Следующая новость сразила Антона наповал: его подельник полицай Васька Худолей оказался вовсе и не полицай, а самый что ни на есть партизан!

– Они ко мне вместе с Ленькой Лосевым заходили, интересовались тобой, Антоша, – почему-то шепотом, оглядываясь по сторонам, поведала Фекла. – Я как их вместе увидела, так чуть от страха не умерла. А Ленька хохочет, говорит, не бойся, мол, это наш человек, только временно примерил себе вражескую личину, вот, – поджав губы, закончила она.

Антон прямо сел на кровать, оглушенный такой новостью: теперь все становилось на место. И его пьянство было только прикрытием; и понятно его рвение на уборке урожая в прошлом году; и почему и как организованно исчез этот урожай с полей, со складов; и куда он подевался, как не к партизанам; и вот кто предупредил евреев, когда на них была облава!

– Ай да Васька! Ну и артист! – только и смог промолвить Антон. – Все теперь мне ясно, а все равно одного понять не могу – как он умудрился предупредить евреев?

– Да все просто, Антоша! – Фекла удивилась, что ее Антон не разгадал такую простую загадку. – Когда вы шли с Васькой с комендатуры, Худолей перебрасывал свою винтовку с плеча на плечо. И так несколько раз, пока кто-нибудь из деревенских не увидит. Это был сигнал прятаться красноармейцам, коммунистам и евреям! Все так просто, об этом знали практически все жители деревни, кроме тебя, дурачка! – она смеялась, поглаживая ему голову.

– Да-а, дела-а! – Щербичу было неприятно чувствовать себя простофилей, мальчишкой, которого обвели вокруг пальца. – Кто б мог подумать? – как бы оправдывался перед присутствующими.

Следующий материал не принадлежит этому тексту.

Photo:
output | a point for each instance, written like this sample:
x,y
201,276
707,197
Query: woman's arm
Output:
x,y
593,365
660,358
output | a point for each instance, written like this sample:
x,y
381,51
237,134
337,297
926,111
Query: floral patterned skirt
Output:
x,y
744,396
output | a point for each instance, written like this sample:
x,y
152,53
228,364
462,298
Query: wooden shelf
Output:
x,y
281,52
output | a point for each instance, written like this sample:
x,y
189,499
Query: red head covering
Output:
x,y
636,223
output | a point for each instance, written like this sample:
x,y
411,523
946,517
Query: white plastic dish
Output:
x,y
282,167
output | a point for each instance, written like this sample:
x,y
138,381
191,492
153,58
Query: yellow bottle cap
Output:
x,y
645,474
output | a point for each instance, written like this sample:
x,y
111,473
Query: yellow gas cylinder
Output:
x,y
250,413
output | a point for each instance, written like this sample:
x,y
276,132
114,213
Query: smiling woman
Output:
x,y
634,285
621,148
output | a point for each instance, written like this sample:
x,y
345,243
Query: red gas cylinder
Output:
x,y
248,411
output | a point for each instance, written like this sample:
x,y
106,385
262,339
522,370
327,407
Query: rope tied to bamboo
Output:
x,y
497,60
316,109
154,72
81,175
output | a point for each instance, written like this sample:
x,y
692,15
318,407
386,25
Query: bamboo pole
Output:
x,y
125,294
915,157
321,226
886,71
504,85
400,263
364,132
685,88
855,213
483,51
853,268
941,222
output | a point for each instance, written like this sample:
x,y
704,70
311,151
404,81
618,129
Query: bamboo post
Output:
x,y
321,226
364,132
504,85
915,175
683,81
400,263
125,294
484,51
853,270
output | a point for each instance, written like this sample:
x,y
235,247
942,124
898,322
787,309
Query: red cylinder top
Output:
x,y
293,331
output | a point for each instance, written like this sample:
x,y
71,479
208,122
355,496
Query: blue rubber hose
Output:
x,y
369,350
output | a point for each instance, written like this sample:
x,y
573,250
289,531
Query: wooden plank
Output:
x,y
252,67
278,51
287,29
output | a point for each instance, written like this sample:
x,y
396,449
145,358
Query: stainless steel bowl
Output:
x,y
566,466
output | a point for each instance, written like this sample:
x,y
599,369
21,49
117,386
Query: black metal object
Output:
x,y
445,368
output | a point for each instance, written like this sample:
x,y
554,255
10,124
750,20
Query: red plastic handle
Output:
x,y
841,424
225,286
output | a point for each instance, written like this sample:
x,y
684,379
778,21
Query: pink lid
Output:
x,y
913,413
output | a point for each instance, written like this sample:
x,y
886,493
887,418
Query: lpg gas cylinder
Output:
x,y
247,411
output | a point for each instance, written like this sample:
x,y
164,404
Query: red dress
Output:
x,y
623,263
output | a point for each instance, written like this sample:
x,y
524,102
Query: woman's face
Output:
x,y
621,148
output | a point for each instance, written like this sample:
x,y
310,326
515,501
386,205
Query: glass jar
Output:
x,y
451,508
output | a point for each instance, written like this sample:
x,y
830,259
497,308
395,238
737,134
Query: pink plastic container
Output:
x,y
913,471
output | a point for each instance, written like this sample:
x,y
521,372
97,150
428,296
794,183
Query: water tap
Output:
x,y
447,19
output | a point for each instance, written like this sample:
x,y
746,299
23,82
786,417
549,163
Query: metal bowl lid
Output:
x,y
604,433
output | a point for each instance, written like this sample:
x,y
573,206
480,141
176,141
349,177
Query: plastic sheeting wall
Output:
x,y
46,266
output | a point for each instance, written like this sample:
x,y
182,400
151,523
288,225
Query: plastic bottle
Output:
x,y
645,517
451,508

– Я давно догадывался, что твой помощник не так прост, как кажется, – Прибытков вмешался в разговор, потирая руки. – Помнишь, я тебе говорил, что Петька Сидоркин не простит смерти своей семьи?

– Ну, припоминаю, дядя Кирюша, – Антон с интересом уставился на товарища.

– Не нукай, не запряг. Я это к тому, что в людях надо хоть маломало разбираться, дорогой Антон. Скажи спасибо, что не прикончил тебя втихаря Василий Петрович Худолей.

– А почему, как думаешь? – Антону и самому захотелось узнать, почему его не убрал Васька, ведь он мог это сделать в любой момент и наверняка.

– Заказа не было, вот и все, – просто ответил Кирюша. – А мелюзга сама, самостоятельно покушалась на тебя. Вот поэтому ты и сидишь передо мной. До поры до времени ты был нужен живым, что бы за твоей спиной делать то, что нужно партизанам. Вот так то вот, Антон Степанович! – улыбнулся, похлопал его по плечу. – Не расстраивайся, это жизнь.

Под комендатуру срочно оборудовали здание правления колхоза, обносили колючей проволокой, ставили сторожевые вышки, укрепляли их мешками с песком. Солдаты располагались по хатам, предварительно выгнав из них хозяев. Ежедневно в Слободу выезжали на сутки усиленные бронемашинами патрульные наряды. Борки тоже патрулировали немецкие мотоциклисты, за околицей, вдоль речки выставляли засады, а вокруг комендатуры еще и вырыли окопы. С восьми часов вечера наступал комендантский час, а ближе к зиме обещали сделать его с восемнадцати часов.

Антон пригласил в свой дом Прибыткова, а его жена тетя Дарья пришла жить к Фекле. На семейном совете решили, что женщинам одним будет спокойней, да и безопасней. Помня покушения на Антона, посчитали, что рисковать жизнями молодиц не стоит.

Глава семнадцатая

Стоял август, над деревней висел тяжелый запах гниющих в садах яблок. Они не были нужны ни кому. Да и у Антона пропало желание предъявлять свои права и на сад, и на винзавод, на землю. Он даже не заметил, когда произошли в нем такие перемены, что заставило вдруг посмотреть на себя, на окружающих, на свое место в этом мире по-другому, не так, как думал и мечтал в начале войны. Нет, тяга к богатству, к власти – они остались, только способ достижения их становился чуть-чуть другим. Возможно, повлиял плен, когда смерть была осязаемой, а может и еще что-то, но не стал разбираться, ворошить свою душу, искать причины. Важно, что он живой, здоровый, он везунчик, и этим все сказано! А что будет впереди – там увидим.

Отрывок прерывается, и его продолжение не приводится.